Across an ocean, Smoke lay partly propped up in a hospital bed, feeding crusts to his crow. The crow sat on a perch in a square brass cage, the door of the cage wide open, on a table to Smoke’s left.

Beside the table was a cot, on which Alouette slept, curled up. She had insisted on sleeping in the same room with him, supposedly to keep him company. The TV was on, but Alouette could sleep through anything. It was because of her—because the nurses could deny her nothing—that the hospital had grudgingly allowed Smoke to keep the crow here, though the bird was supposed to be in the cage.
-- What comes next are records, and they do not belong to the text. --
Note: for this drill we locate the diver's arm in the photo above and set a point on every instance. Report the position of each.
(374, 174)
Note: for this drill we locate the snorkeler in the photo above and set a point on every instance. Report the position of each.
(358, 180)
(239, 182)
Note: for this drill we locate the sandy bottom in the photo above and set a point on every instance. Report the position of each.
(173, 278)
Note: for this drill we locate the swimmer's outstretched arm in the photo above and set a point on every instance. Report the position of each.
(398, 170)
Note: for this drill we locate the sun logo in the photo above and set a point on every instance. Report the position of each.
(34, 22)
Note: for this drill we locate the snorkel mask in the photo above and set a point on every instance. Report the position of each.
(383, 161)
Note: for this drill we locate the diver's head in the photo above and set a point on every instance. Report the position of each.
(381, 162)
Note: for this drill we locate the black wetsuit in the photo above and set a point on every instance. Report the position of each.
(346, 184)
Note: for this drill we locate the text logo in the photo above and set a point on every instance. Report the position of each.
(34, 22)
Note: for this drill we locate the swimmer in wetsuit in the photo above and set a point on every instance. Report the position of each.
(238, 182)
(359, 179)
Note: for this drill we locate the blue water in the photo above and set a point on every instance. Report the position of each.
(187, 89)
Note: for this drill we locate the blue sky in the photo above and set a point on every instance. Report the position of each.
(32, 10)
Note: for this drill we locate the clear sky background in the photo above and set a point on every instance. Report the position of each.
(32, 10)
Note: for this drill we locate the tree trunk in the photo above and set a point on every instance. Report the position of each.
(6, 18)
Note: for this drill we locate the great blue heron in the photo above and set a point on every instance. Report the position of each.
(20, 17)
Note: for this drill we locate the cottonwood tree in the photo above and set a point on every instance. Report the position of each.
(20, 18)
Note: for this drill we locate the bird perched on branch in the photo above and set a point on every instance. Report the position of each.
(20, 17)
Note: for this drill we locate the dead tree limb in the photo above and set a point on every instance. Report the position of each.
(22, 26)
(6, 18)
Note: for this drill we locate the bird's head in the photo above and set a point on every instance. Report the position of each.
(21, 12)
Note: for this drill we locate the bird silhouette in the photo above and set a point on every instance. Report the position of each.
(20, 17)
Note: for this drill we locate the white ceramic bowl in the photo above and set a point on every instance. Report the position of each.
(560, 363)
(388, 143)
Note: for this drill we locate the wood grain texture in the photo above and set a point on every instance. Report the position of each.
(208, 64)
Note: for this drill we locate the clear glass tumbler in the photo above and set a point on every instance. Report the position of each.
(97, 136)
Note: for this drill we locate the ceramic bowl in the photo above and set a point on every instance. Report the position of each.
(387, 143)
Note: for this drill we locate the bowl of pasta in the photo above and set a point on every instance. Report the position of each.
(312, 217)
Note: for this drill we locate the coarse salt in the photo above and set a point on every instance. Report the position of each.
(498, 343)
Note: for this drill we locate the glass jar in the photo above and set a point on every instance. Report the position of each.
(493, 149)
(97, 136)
To the right of his narrow bed was a machine that fed him through a tube in his right arm. There was a bandaged hole in his chest, just under his sternum. A TV on the wall across from him chattered happily about peace negotiations. The New-Soviets. The new president. The disappearance of key American SA personnel. Not a word about the European SA. It was like the Iran/Contra hearings in the last century; then, too, the investigators had looked just so far and no farther. The Iran/Contra investigators ignored the evidence linking the president. It was now as it was then—as if they didn’t want to see certain things. Didn’t even want to think about them.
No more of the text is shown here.